Step 1. Convert the conditional into a ratio of joints:
\(P(A | C) = \dfrac{P(A \wedge C)}{P(C)} = \dfrac{P(A \wedge C)}{P(A \wedge C) + P(\neg A \wedge C)}\)
From step 1: \(P(A | C) = \dfrac{P(A \wedge C)}{P(A \wedge C) + P(\neg A \wedge C)}\). The numerator and denominator are partial joints — sum out the missing variable \(B\).
Step 2. Sum out \(B\):
\(P(A \wedge C) = P(A \wedge B \wedge C) + P(A \wedge \neg B \wedge C)\)
\(P(\neg A \wedge C) = P(\neg A \wedge B \wedge C) + P(\neg A \wedge \neg B \wedge C)\)
Now every term on the right is a full-joint probability, ready for the chain rule.
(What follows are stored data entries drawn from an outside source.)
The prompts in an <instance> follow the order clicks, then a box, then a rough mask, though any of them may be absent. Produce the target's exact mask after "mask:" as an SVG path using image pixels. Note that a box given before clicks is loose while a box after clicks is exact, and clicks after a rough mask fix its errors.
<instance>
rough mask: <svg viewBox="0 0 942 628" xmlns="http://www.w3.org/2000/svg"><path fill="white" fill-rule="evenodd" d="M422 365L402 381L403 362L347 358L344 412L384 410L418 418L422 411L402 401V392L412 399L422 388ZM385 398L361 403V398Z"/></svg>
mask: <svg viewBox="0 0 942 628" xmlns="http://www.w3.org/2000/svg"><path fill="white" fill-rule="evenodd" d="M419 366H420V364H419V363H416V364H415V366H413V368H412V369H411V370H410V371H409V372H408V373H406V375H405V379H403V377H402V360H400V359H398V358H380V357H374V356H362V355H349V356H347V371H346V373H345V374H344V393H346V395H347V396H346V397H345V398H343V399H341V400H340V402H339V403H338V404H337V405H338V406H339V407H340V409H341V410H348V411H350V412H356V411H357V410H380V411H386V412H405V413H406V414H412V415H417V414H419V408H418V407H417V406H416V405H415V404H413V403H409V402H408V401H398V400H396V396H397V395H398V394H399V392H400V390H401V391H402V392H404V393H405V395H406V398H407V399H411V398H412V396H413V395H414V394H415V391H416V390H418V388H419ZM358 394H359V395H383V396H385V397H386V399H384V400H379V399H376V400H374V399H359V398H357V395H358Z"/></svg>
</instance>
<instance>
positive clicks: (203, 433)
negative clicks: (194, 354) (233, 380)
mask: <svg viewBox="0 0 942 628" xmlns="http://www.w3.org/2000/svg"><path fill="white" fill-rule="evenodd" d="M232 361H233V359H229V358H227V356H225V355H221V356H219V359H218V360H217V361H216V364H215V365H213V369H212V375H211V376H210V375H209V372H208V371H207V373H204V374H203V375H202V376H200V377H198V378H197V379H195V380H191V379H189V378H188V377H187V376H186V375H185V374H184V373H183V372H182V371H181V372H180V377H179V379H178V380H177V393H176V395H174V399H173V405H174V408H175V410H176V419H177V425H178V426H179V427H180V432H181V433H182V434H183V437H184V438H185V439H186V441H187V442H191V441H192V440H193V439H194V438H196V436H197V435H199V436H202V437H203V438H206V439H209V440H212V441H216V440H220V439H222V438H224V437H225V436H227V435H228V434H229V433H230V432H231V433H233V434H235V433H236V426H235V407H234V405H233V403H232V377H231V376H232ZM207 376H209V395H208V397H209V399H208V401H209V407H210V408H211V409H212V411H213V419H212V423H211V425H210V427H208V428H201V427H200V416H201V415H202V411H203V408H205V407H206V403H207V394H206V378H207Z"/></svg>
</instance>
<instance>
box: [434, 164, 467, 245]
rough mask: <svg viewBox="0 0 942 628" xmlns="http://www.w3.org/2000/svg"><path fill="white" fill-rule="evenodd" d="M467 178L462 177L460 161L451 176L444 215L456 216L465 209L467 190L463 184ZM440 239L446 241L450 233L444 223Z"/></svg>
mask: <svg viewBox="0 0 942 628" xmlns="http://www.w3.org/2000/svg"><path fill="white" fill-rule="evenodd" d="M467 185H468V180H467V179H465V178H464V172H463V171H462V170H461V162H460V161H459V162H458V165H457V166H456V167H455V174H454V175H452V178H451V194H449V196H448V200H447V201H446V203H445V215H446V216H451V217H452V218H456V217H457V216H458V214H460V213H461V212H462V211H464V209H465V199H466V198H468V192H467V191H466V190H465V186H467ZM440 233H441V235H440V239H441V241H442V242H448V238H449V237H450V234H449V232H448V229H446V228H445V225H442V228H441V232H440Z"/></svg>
Apply the chain rule \(P(A \wedge B \wedge C) = P(C | A \wedge B)\, P(B | A)\, P(A)\) to each full joint.
\(P(A \wedge B \wedge C) = 0.1 \times 0.4 \times 0.6 = 0.024\)
\(P(A \wedge \neg B \wedge C) = 0.5 \times 0.6 \times 0.6 = 0.180\)
\(P(\neg A \wedge B \wedge C) = 0.2 \times 0.8 \times 0.4 = 0.064\)
\(P(\neg A \wedge \neg B \wedge C) = 0.8 \times 0.2 \times 0.4 = 0.064\)
\(P(A | C) = \dfrac{0.024 + 0.180}{0.024 + 0.180 + 0.064 + 0.064} = \dfrac{0.204}{0.332} \approx \mathbf{0.614}\)
| Rule | Formula | Use when |
|---|---|---|
| Sum | \(P(A) = \sum_b P(A \wedge B{=}b)\) | marginalizing out variables |
| Product | \(P(A \wedge B) = P(A | B)\, P(B)\) | defining or applying a conditional |
| Chain | \(P(X_1 \wedge \cdots \wedge X_n) = \prod_i P(X_i | X_1 \wedge \cdots \wedge X_{i-1})\) | computing a full joint from conditionals |
| Bayes' | \(P(X | Y) = \dfrac{P(Y | X)\, P(X)}{P(Y)}\) | flipping causal → evidential |
Calculate prior, posterior, and joint probabilities using:
The chain rule gives a full joint — but \(2^n\) probabilities for \(n\) variables is too many. Conditional independence and Bayesian networks let us write huge joints with far fewer numbers.